Accidents on Colorado’s Black Bear Pass aren’t extremely common, but when they do happen they can get pretty bad. We covered one last year that thankfully wasn’t fatal but left a passenger seriously injured and a Jeep completely unrecognizable. The trail also has its fair share of close calls, with a Ram pickup nearly taking a dive off the edge not long ago. Now, unfortunately, there’s been another accident on the mountain road between the towns of Telluride and Ouray.
A Ford Bronco Sport going the wrong way up the pass took a tumble yesterday morning, rolling several hundred feet until it came to rest.
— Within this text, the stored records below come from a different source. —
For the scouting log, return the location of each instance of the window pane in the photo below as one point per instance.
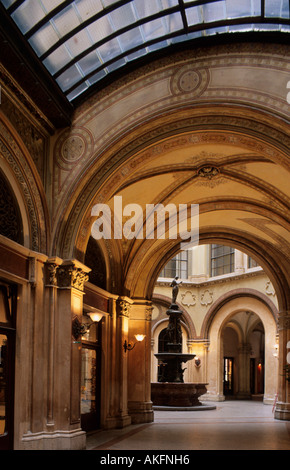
(222, 260)
(88, 381)
(27, 15)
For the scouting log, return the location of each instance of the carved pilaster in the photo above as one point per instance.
(149, 310)
(124, 305)
(51, 270)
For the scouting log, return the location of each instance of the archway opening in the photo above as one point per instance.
(212, 276)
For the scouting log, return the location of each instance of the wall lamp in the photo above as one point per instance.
(129, 346)
(197, 361)
(79, 328)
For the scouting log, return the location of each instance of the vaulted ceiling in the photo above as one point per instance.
(62, 51)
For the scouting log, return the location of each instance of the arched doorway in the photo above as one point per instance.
(243, 351)
(178, 148)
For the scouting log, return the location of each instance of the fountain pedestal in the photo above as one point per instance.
(171, 391)
(178, 395)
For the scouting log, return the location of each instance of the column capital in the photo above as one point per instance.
(284, 320)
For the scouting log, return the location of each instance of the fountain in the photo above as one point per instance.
(171, 392)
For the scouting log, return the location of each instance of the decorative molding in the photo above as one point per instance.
(65, 275)
(270, 289)
(190, 80)
(206, 298)
(124, 308)
(188, 299)
(284, 321)
(208, 171)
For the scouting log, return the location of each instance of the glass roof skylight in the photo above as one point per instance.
(82, 41)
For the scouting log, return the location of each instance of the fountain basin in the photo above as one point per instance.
(177, 394)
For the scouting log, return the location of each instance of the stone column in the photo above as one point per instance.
(244, 391)
(139, 359)
(61, 361)
(282, 409)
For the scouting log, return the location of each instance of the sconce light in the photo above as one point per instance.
(129, 346)
(79, 328)
(197, 361)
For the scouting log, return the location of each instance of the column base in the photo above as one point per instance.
(141, 412)
(57, 440)
(118, 422)
(243, 396)
(282, 411)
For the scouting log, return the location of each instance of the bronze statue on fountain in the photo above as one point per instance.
(171, 391)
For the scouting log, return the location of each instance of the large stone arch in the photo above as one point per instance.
(223, 314)
(234, 294)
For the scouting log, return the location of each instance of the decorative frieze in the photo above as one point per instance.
(284, 320)
(124, 308)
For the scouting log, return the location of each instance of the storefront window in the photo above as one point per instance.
(3, 382)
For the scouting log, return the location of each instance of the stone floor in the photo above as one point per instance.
(233, 425)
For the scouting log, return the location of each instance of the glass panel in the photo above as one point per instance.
(57, 59)
(131, 39)
(4, 306)
(153, 29)
(3, 383)
(88, 381)
(122, 17)
(194, 15)
(109, 50)
(236, 8)
(89, 63)
(214, 11)
(77, 91)
(49, 5)
(7, 3)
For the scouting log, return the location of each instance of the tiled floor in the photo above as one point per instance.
(233, 425)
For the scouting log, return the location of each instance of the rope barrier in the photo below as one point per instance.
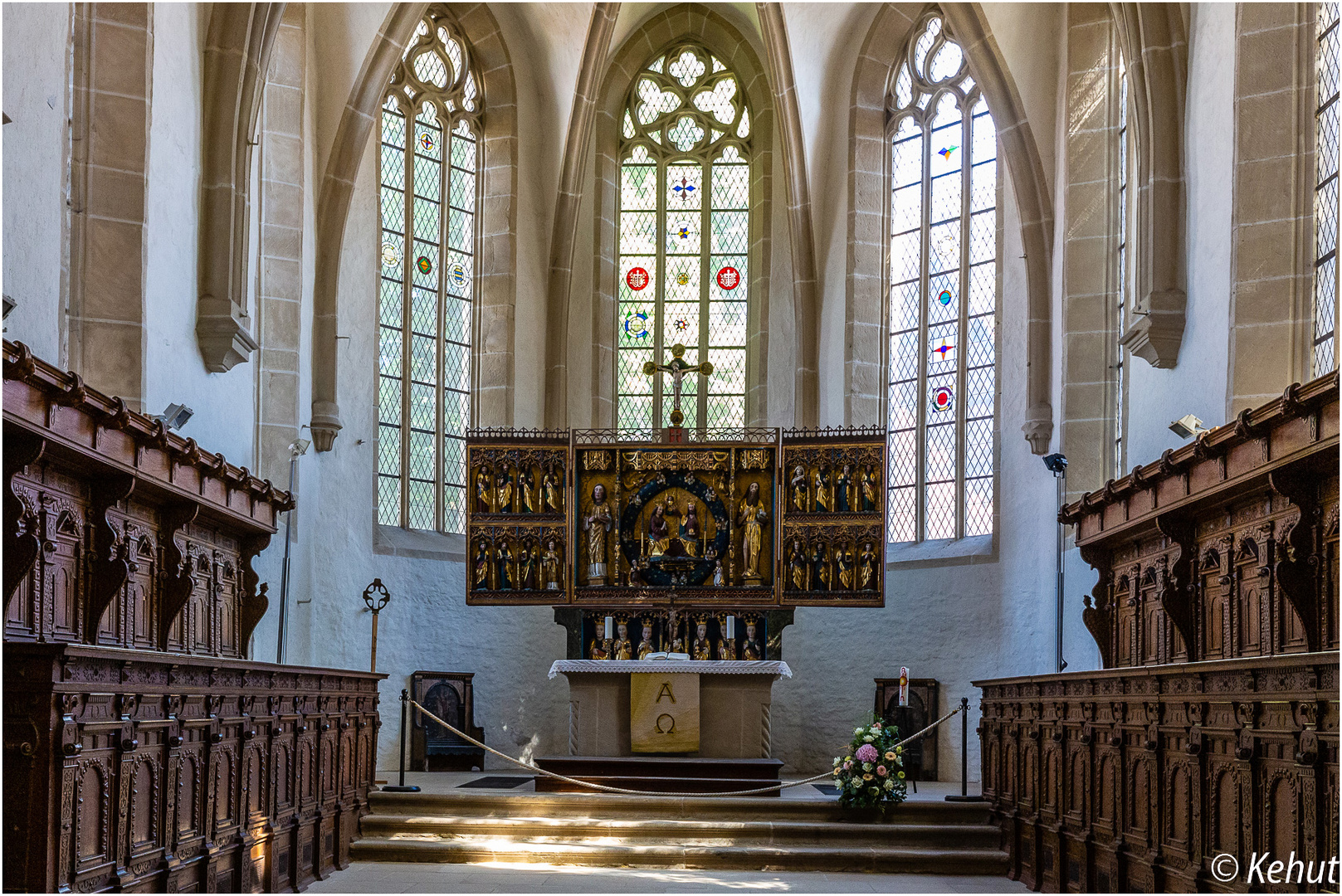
(781, 785)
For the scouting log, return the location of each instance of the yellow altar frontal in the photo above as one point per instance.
(676, 707)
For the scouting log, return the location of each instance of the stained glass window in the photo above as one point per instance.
(683, 239)
(1329, 69)
(1124, 282)
(942, 294)
(428, 158)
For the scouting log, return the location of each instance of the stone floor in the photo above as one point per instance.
(509, 878)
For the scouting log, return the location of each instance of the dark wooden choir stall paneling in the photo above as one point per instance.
(143, 750)
(1213, 726)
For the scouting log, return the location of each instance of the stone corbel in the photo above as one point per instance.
(22, 543)
(254, 602)
(110, 563)
(1174, 593)
(237, 56)
(1296, 563)
(178, 580)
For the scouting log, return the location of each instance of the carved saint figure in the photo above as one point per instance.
(870, 489)
(798, 565)
(752, 521)
(843, 558)
(824, 500)
(504, 491)
(598, 523)
(554, 487)
(623, 648)
(482, 567)
(867, 567)
(552, 567)
(659, 534)
(502, 567)
(700, 650)
(819, 569)
(483, 493)
(529, 562)
(646, 644)
(843, 489)
(798, 489)
(752, 650)
(526, 486)
(690, 530)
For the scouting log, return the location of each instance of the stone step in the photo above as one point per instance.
(921, 860)
(680, 832)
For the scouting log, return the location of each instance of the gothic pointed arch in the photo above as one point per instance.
(497, 202)
(866, 287)
(705, 34)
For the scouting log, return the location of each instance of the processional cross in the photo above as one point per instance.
(676, 368)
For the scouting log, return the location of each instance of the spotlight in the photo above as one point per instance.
(1187, 426)
(175, 416)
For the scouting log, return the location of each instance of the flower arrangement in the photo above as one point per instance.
(871, 774)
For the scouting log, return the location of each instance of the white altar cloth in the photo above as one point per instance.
(704, 667)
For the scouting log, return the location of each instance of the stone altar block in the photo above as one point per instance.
(734, 699)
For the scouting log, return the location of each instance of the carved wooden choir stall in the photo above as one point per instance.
(143, 750)
(1213, 726)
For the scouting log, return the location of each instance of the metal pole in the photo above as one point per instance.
(964, 757)
(402, 786)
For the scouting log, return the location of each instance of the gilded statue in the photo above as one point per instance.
(598, 524)
(646, 644)
(867, 567)
(552, 567)
(752, 522)
(798, 489)
(659, 534)
(843, 558)
(623, 648)
(502, 567)
(504, 491)
(552, 485)
(752, 650)
(870, 489)
(819, 569)
(798, 565)
(690, 530)
(526, 486)
(844, 494)
(824, 499)
(700, 648)
(482, 567)
(529, 563)
(483, 491)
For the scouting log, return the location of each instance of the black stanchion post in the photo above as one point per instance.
(400, 786)
(964, 757)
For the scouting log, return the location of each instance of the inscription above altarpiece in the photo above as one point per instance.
(710, 519)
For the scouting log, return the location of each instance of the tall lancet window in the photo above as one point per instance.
(942, 294)
(1122, 299)
(1329, 73)
(683, 239)
(428, 192)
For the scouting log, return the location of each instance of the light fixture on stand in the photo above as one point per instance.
(1057, 465)
(297, 450)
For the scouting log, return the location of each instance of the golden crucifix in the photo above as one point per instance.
(678, 368)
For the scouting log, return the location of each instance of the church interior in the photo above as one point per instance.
(585, 459)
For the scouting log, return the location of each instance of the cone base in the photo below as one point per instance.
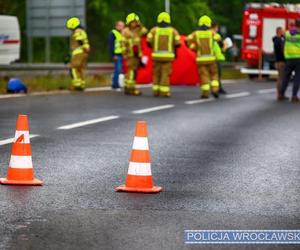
(34, 182)
(123, 188)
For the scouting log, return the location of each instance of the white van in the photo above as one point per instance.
(10, 41)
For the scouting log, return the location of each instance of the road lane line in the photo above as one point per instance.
(236, 95)
(199, 101)
(152, 109)
(266, 91)
(11, 140)
(89, 122)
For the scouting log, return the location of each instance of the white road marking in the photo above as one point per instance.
(11, 140)
(236, 95)
(157, 108)
(89, 122)
(266, 91)
(96, 89)
(199, 101)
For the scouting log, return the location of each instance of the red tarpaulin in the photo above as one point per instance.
(184, 71)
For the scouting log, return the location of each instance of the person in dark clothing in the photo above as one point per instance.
(116, 50)
(278, 42)
(292, 57)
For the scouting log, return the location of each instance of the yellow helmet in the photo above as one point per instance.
(205, 20)
(164, 17)
(132, 17)
(73, 23)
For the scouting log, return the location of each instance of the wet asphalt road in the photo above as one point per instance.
(226, 164)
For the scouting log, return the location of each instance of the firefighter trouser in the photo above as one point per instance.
(78, 66)
(161, 76)
(209, 78)
(290, 66)
(133, 64)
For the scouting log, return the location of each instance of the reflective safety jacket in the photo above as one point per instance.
(292, 46)
(208, 50)
(117, 42)
(163, 41)
(131, 41)
(79, 41)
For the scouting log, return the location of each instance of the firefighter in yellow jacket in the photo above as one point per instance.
(208, 52)
(132, 51)
(80, 49)
(164, 40)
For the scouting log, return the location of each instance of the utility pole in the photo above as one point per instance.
(167, 6)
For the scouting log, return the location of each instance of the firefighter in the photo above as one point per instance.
(115, 48)
(208, 52)
(219, 40)
(164, 40)
(292, 57)
(80, 49)
(132, 51)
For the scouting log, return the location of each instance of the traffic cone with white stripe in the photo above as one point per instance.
(139, 178)
(20, 170)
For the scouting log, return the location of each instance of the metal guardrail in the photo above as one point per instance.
(51, 69)
(25, 69)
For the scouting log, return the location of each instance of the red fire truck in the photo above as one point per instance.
(258, 28)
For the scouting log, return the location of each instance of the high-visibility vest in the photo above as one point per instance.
(205, 45)
(292, 46)
(118, 42)
(79, 35)
(168, 51)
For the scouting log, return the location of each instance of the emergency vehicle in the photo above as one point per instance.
(260, 21)
(9, 39)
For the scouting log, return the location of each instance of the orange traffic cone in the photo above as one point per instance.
(139, 178)
(20, 170)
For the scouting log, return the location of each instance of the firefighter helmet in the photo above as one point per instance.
(205, 20)
(73, 23)
(164, 17)
(132, 17)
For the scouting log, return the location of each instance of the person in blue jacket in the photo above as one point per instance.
(116, 50)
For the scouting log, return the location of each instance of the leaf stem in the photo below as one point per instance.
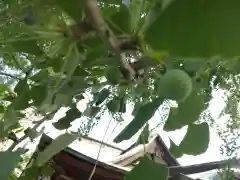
(105, 33)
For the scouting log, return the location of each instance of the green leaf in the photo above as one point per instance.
(40, 76)
(27, 45)
(65, 122)
(193, 65)
(21, 101)
(80, 72)
(21, 87)
(30, 173)
(186, 113)
(2, 108)
(190, 144)
(199, 28)
(175, 150)
(91, 111)
(73, 9)
(120, 22)
(143, 114)
(73, 59)
(61, 99)
(60, 143)
(148, 169)
(114, 105)
(38, 93)
(113, 75)
(11, 117)
(101, 96)
(94, 53)
(9, 161)
(143, 137)
(136, 10)
(122, 107)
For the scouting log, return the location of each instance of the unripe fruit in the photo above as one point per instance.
(175, 85)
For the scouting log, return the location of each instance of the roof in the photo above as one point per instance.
(111, 164)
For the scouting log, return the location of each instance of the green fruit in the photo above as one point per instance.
(175, 85)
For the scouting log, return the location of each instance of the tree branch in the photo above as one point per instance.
(105, 33)
(10, 75)
(34, 126)
(198, 168)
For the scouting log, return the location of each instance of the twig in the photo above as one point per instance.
(105, 33)
(95, 165)
(34, 127)
(198, 168)
(10, 75)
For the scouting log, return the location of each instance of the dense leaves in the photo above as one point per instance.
(197, 28)
(9, 161)
(118, 53)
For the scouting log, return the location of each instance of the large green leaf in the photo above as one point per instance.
(113, 75)
(11, 117)
(120, 22)
(114, 104)
(73, 9)
(143, 114)
(143, 137)
(186, 113)
(148, 169)
(40, 76)
(191, 144)
(9, 161)
(94, 53)
(26, 44)
(38, 93)
(21, 101)
(197, 28)
(55, 147)
(91, 111)
(21, 87)
(101, 96)
(65, 122)
(175, 150)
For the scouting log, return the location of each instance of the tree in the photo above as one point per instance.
(140, 52)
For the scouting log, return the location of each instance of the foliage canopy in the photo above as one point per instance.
(54, 51)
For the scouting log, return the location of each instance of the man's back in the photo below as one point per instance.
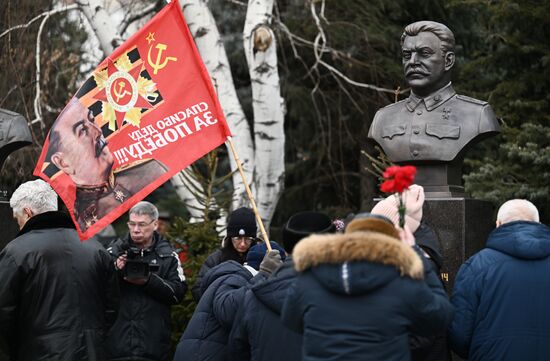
(56, 300)
(501, 297)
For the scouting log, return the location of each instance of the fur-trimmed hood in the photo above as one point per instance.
(357, 262)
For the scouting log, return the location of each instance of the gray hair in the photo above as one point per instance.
(441, 31)
(145, 208)
(36, 195)
(517, 210)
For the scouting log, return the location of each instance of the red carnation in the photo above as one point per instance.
(396, 180)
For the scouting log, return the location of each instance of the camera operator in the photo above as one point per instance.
(151, 280)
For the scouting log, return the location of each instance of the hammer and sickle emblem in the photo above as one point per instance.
(119, 94)
(160, 62)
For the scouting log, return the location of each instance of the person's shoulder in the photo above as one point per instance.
(469, 100)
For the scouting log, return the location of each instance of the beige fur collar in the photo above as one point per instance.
(357, 246)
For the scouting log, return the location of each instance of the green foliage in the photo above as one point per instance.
(201, 239)
(197, 240)
(506, 62)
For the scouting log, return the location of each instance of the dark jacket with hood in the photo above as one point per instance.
(205, 337)
(358, 296)
(58, 296)
(225, 253)
(143, 328)
(258, 333)
(501, 296)
(435, 347)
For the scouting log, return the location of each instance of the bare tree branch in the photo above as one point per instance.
(143, 13)
(46, 13)
(37, 109)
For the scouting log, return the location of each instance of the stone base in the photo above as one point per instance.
(462, 226)
(8, 225)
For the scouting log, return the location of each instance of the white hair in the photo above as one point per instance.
(145, 208)
(517, 210)
(36, 195)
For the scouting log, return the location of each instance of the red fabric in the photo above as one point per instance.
(174, 120)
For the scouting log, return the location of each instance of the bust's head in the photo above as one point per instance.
(428, 56)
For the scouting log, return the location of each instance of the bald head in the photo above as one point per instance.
(517, 210)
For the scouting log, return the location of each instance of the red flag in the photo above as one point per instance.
(148, 111)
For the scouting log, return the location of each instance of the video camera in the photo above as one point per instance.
(137, 268)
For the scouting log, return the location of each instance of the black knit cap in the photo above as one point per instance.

A passenger in the vehicle was seriously injured, and due to the relatively high frequency of accidents lately, the local sheriff issued a statement warning people about venturing along the rocky way. “Black Bear Pass is an extremely dangerous road,” San Miguel County Sheriff Bill Masters said. “[It] should only be driven by experienced off-road drivers in appropriate off-road vehicles.”
The accident involving the Bronco Sport occurred on Sunday morning when the driver and a passenger went backward up the one-way pass, not realizing it until they reached a narrow portion of the roadway. The passenger left the vehicle to help the driver turn around, but in the process of completing the turn, the vehicle drove up an embankment and rolled over. It fell 400 feet before stopping, ejecting the 23-year-old female driver and a dog in the process. The driver sustained serious injuries and was taken to Telluride Regional Medical Center while the pet sustained minor injuries and is doing fine after treatment at a nearby vet.
Black Bear Pass was closed due to the incident, though shortly after, first responders cleared the area and it was reopened. The Bronco Sport in question also ejected its engine on the way down, crumpling at the front and back but leaving the passenger cell amazingly intact.
Not only is this accident significant for its severity, but it’s also noteworthy for what the local sheriff had to say after a rough year for drivers on the trail. In his statement, Sheriff Masters went further than clarifying the treacherous nature of the road. He also reminded people that while Black Bear Pass is public and anybody can drive on it without legal penalty, it’s extremely dangerous without a proper rig and an experienced driver.
“Legally, a 16-year-old who got his driver’s license a few hours prior may attempt to drive the pass in his grandmother’s 1980’s sedan,” he explained. “That doesn’t mean it’s safe to do so.”
Mountain roads like Black Bear Pass are no joke, and they shouldn’t be taken lightly. Sure, you can zip up the mild parts of some trails in a Miata on big tires, but this isn’t the same. You’ve got to have the right machine for the job, and look before you leap. It’s a miracle this accident wasn’t fatal.